Autores principais:Pinto, Pedro Miguel Boto Ferreira
Assunto:Guerras púnicas, 1ª - 264-241 a.C. História militar - Peninsúla Ibérica - Antiguidade Teses de mestrado - 2011
Ano:2010
País:Portugal
Tipo de documento:dissertação de mestrado
Tipo de acesso:acesso aberto
Instituição associada:Universidade de Lisboa
Idioma:português
Origem:Repositório da Universidade de Lisboa
Descrição
Resumo:A presente tese de mestrado aborda as campanhas militares que, no contexto da Segunda Guerra Púnica, foram travadas no palco ibérico entre os anos 218.a.C e 211.a.C.. Precedendo a análise específica do problema em questão, são feitas considerações mais gerais sobre alguns dos domínios, paradigmas e metodologias de investigação histórica, nomeadamente: a importância fundamental da violência no pensamento e relacionamentos humanos; a necessária conciliação e interdisciplinaridade entre as diversas formas de análise histórica tendo em vista o limitar das insuficiências de cada metodologia singular; o carácter extraordinariamente destrutivo de um apreciável número de conflitos travados na bacia do Mediterrâneo desde as campanhas alexandrinas; a identificação e apreciação sobre a natureza das fontes literárias e materiais que suportaram a realização deste trabalho.
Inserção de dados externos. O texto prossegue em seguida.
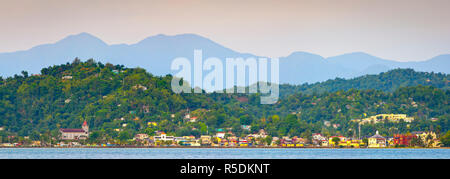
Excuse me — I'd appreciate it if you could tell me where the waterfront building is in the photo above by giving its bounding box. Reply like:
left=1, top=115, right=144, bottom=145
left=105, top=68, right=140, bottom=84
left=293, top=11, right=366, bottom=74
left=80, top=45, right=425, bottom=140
left=360, top=114, right=414, bottom=124
left=368, top=131, right=386, bottom=148
left=59, top=121, right=89, bottom=140
left=153, top=132, right=175, bottom=141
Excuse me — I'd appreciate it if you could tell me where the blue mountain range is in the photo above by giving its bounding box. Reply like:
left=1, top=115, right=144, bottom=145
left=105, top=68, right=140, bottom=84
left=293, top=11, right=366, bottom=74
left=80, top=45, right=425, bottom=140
left=0, top=33, right=450, bottom=84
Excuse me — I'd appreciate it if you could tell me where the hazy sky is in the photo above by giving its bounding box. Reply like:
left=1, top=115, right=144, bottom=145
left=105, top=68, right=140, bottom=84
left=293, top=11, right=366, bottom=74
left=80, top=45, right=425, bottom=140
left=0, top=0, right=450, bottom=61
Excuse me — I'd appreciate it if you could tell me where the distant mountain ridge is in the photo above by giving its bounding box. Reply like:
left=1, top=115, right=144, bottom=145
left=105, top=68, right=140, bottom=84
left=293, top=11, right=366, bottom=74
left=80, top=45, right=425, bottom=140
left=280, top=69, right=450, bottom=97
left=0, top=33, right=450, bottom=84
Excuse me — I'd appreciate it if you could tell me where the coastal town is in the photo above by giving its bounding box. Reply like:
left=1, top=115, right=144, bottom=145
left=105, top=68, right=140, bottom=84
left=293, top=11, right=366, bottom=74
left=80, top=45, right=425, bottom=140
left=0, top=114, right=442, bottom=148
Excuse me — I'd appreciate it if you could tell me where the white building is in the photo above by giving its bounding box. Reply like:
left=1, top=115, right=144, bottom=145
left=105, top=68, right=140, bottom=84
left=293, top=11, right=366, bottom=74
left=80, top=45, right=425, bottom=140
left=59, top=121, right=89, bottom=140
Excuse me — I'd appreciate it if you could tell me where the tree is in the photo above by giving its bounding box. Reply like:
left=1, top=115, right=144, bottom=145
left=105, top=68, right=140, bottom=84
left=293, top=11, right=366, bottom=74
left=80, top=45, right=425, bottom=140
left=441, top=131, right=450, bottom=147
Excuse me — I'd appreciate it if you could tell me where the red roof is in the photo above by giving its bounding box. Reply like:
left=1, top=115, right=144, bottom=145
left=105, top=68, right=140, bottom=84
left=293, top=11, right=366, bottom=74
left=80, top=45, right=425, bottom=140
left=59, top=129, right=85, bottom=133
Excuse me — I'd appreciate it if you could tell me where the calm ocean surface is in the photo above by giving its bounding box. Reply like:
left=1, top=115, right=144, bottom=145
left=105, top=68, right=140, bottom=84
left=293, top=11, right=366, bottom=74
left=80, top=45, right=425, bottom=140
left=0, top=148, right=450, bottom=159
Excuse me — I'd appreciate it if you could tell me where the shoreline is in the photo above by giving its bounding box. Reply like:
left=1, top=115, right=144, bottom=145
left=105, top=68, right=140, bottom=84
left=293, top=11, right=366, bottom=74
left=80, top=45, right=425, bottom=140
left=0, top=146, right=450, bottom=149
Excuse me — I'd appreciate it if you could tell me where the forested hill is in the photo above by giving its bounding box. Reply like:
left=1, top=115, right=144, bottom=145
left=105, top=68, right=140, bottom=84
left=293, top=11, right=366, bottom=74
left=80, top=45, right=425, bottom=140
left=280, top=69, right=450, bottom=96
left=0, top=60, right=450, bottom=140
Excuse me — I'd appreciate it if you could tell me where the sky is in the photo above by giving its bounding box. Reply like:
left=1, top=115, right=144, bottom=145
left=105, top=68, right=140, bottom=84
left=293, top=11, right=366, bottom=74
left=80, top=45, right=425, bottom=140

Na tentativa de melhor a contextualizar no tempo e no espaço, a campanha dos irmãos Cipião é integrada na sucinta caracterização da geografia física e humana do teatro de guerra onde ela tem lugar, com uma especial atenção a ser dirigida para o levantamento dos principais traços fisionómicos do Estado bárcida na abertura do conflito. Constituindo a parte nuclear do presente trabalho, o tema de tese é abordado no terceiro capítulo, onde se procura acompanhar o evoluir dos acontecimentos ao longo do tempo. No capítulo final é feita uma recapitulação das considerações prévias, explicitando-se as razões pelas quais o conflito militar em estudo constitui um momento de grande importância na evolução da confederação romana para o Império que dominou os destinos desta parte do mundo por largos séculos.